Gilead Science’s tenofovir disoproxil fumarate (TDF, brand name Viread) — the currently marketed formulation — is one of the most effective antiviral drugs for hepatitis B as well as one of the most widely used antiretrovirals for HIV. TDF is generally safe and well-tolerated, but it can cause kidney toxicity in susceptible individuals and is also associated with bone loss.

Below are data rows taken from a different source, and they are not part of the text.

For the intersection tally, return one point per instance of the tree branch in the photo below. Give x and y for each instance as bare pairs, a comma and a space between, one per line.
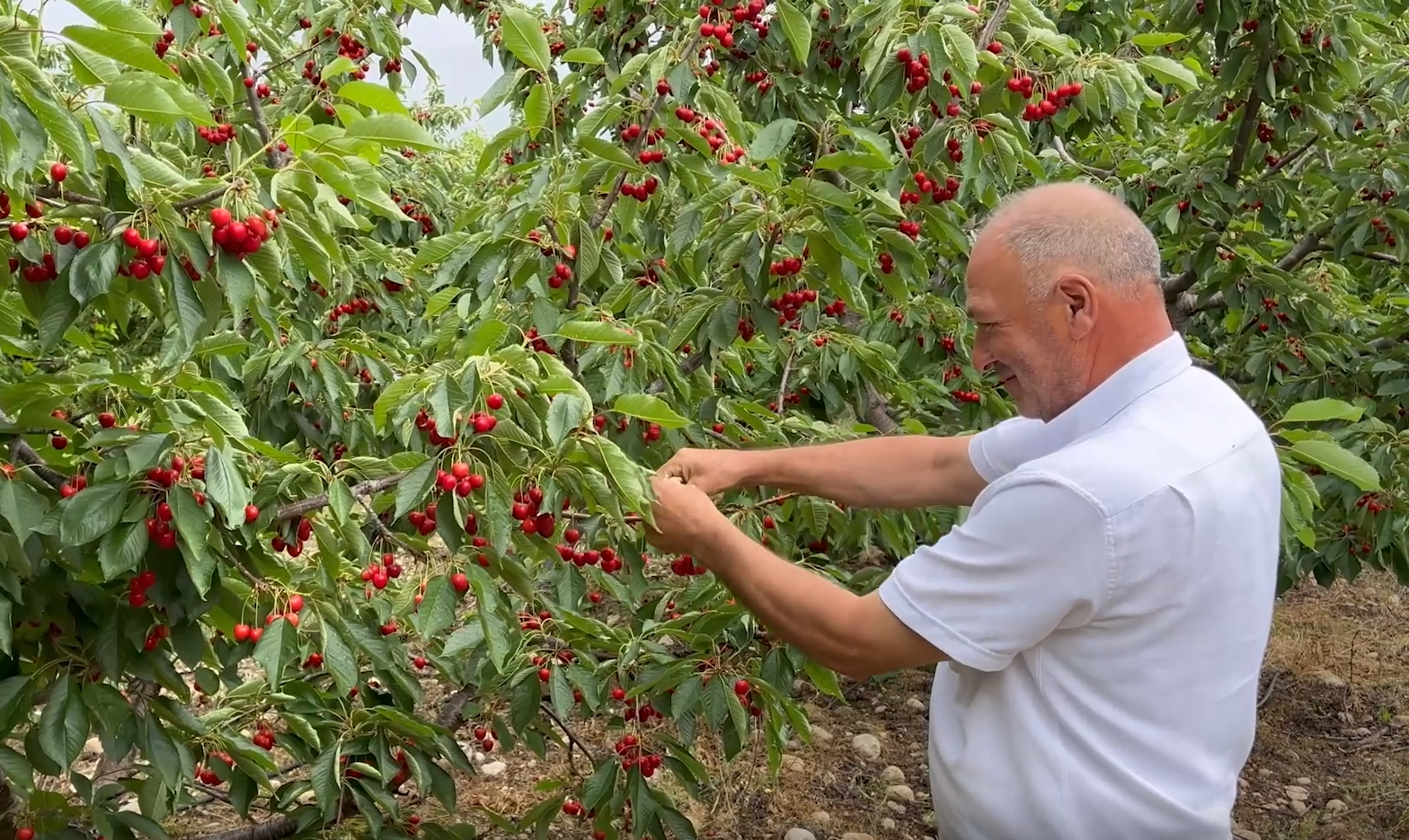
1243, 140
600, 216
1061, 153
52, 192
273, 156
206, 198
995, 20
367, 488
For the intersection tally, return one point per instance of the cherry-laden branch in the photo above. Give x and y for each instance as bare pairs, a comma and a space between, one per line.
995, 20
600, 216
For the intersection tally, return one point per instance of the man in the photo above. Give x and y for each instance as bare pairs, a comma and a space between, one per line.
1099, 621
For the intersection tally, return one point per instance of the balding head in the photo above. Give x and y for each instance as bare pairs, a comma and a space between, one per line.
1064, 287
1076, 227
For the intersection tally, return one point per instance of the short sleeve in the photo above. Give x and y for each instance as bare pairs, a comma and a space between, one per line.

A new pro-drug formulation known as tenofovir alafenamide (TAF, formerly GS-7340) produces 5-fold higher concentrations of active tenofovir diphosphate in lymphoid cells that harbor HIV, but is more stable in plasma and results in lower blood drug levels and systemic exposures than those seen with TDF. This allows for reduced dosing with potentially less detrimental effect on the kidneys and bones.

Over the past year researchers have reported that a 10 mg dose of TAF is as effective against HIV as a 300 mg dose of TDF through 48 weeks in Phase 2 studies, but the former has less impact on markers of kidney function and bone mineral density.